In the past 2 weeks, I was tortured by a nasty bug, yes, a not-always-reproducible, use-third-party-code, parallel-program issue. Thank Goodness! The root cause was found on this Thursday, and I think the whole progress is a perfect experience and tutorial of how to debug parallel program. So I record it here and hope it can give you some tips when facing similar situation.
Background: I am leveraging FHEW to implement some complex calculations and experiments. Now the FHEW
only works in single-thread environment, since many functions share the same global variables, like this:
......
double *in;
fftw_complex *out;
fftw_plan plan_fft_forw, plan_fft_back;
void FFTsetup() {
in = (double*) fftw_malloc(sizeof(double) * 2*N);
out = (fftw_complex*) fftw_malloc(sizeof(fftw_complex) * (N + 2));
plan_fft_forw = fftw_plan_dft_r2c_1d(2*N, in, out, FFTW_PATIENT);
plan_fft_back = fftw_plan_dft_c2r_1d(2*N, out, in, FFTW_PATIENT);
}
void FFTforward(Ring_FFT res, const Ring_ModQ val) {
for (int k = 0; k < N; ++k) {
in[k] = (double) (val[k]);
in[k+N] = 0.0;
}
fftw_execute(plan_fft_forw);
for (int k = 0; k < N2; ++k)
res[k] = (double complex) out[2*k+1];
}
.....
So to make it can be used in parallel, I first need to modify it to be used in multi-thread program. This work involves of allocating resources of every thread, adding lock of necessary global variables, etc. The multi-thread FHEW
works always OK until I employed it to implement a complicated function. At most times the result was correct except some rare occasions. So I began the tough debugging work.

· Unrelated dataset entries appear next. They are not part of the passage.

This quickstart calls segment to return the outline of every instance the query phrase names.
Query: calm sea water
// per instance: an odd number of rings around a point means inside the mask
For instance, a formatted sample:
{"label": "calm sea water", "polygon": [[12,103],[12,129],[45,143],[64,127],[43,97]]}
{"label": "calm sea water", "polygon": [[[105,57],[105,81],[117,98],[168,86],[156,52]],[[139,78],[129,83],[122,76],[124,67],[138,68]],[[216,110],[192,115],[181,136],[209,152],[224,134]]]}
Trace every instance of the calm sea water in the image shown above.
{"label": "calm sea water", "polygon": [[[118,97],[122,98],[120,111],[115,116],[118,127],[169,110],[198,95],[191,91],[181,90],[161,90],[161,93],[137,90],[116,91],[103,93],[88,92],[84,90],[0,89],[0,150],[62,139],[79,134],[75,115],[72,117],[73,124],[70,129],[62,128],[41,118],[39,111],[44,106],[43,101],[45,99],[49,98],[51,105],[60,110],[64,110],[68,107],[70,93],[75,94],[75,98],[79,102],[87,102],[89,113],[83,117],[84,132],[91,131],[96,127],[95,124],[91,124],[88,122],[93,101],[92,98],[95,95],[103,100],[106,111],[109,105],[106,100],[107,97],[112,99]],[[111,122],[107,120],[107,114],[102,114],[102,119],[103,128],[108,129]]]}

(1) Log. Undoubtedly, the log is the most effective one in all debugging tools. I tried to add as many traces as I can. An important attention you must pay is now that multiple threads are running simultaneously, you must identify the logs are from which thread. For example, if you use OpenMP
, you can use following code to differentiate thread IDs:
......
printf("Thread(%d/%d) ......", omp_get_thread_num(), omp_get_num_threads(), ......);
......
After analyzing the log, a function was spotted, but it did noting but use 2
consecutive HomNAND to implement the AND operations (You should consider HomNAND
is just a NAND gate in logical circuit, and use two NAND
gates can realize AND gate.). According to AND gate truth-table, when two inputs are 0
, the output should be 0
too, but in my program, the result is 1
, which causes the final error.
(2) Simplify the program and try to find the reproducible condition. Since the bug was related to HomNAND
and my original program was a little complicated, I needed to do some simple tests and try to find the reproducible condition. I designed 3
experiments:
a) Use original single-thread FHEW
, and execute one HomNAND
continuously:
for (;;) {
......
HomNAND();
......
}
b) Use modified multi-thread FHEW
, and spawn 8
threads. Every thread run one HomNAND
in dead-loop:
#pragma omp parallel for
for (int loop = 0; loop < 8; loop++) {
......
HomNAND();
......
}
c) Use modified multi-thread FHEW
, and spawn 8
threads. Every thread run two HomNAND
s to achieve AND
function in dead-loop:
#pragma omp parallel for
for (int loop = 0; loop < 8; loop++) {
......
HomNAND()
HomNAND();
......
}
After testing, I found case a) and b) were always OK, while c) would generate wrong results after running 1
or 2
hours.
(3) Now the thing became intricate. Because I modified the FHEW
, and FHEW
also used FFTW
, it was not an easy task to locate where the problem was. Additionally, the thread-safe usage of FFTW
also involved many discussions (like this) and pitfalls (like this), so I resort the authors of FFTW
to make sure my code is not wrong.
(4) Back to the experiments, I suddenly found that I have tested single-thread-single-HomNAND, multiple-thread-single-HomNAND, multiple-thread-two-HomNAND cases, but how about single-thread-two-HomNAND? If single-thread-two-HomNAND case can fail, it can prove the my modification code was innocent, and the problem should reside on the original FHEW
code:
for (;;) {
......
HomNAND();
HomNAND();
......
}
Yeah, I was very lucky! After one hour, the error occurred. The murder was found, so the next step was to seek solution with the author.
Based on this experience, I think analyzing log and simplifying test model are very important techniques during resolving parallel program bugs. Hope everyone can improve debugging ability, happy debugging!